The trainer grew the personal training sessions from his OAP classes stating: “Those people from the community followed me here, and it’s a gift that I get the opportunity to help them individually now.”

He provides one-to-one sessions to help people “in cancer treatment, suffering from a stroke, people with Parkinsons and Alzhiemers”. 

Javeno told Northern Quota: “I always keep myself on a level by remembering the foundations. I don’t chase money anymore, I chase the people.” 

Jacob Fine, 66, has worked with J7 Health for the last year. “Being able to be supported not only in a physical sense, after my stroke has meant that I have someone who is a part of my community that is there for me no matter what.

"It's good to have someone there to support you, but even better when they are pushing you to be your best and face those challenges in your life. Both my physical and mental well being are improving.” 

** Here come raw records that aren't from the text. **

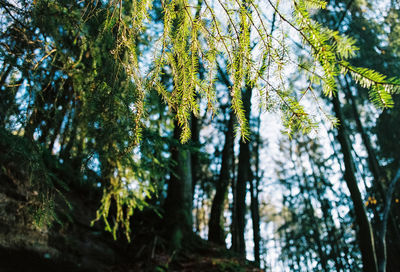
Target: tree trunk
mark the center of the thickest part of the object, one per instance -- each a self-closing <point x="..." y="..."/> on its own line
<point x="238" y="243"/>
<point x="178" y="204"/>
<point x="216" y="231"/>
<point x="364" y="230"/>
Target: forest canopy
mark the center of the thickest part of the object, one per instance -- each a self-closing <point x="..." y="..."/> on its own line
<point x="124" y="93"/>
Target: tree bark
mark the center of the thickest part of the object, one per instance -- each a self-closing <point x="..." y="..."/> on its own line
<point x="238" y="242"/>
<point x="178" y="204"/>
<point x="364" y="230"/>
<point x="216" y="231"/>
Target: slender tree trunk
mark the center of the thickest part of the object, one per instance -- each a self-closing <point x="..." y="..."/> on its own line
<point x="238" y="242"/>
<point x="216" y="231"/>
<point x="178" y="204"/>
<point x="364" y="230"/>
<point x="254" y="192"/>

Doing these personal training sessions free of charge, during this difficult period of financial instability here in the UK has meant a whole community of people have been able to look after themselves and improve their wellbeing when in poor health or struggling financially.

They have a different strength which makes me think, why can’t I lift this little bar?

Javeno stated that “he is never going to take a penny from anyone disabled or with cancer.”

The process of helping people in the community that need it the most takes priority. He stressed that the money “dilutes what I am doing”. 

Helping his special clients has motivated him personally to become the Great Britain DeadLift Champion.

“They have a different strength which makes me think, why can’t I lift this little bar?,” he said.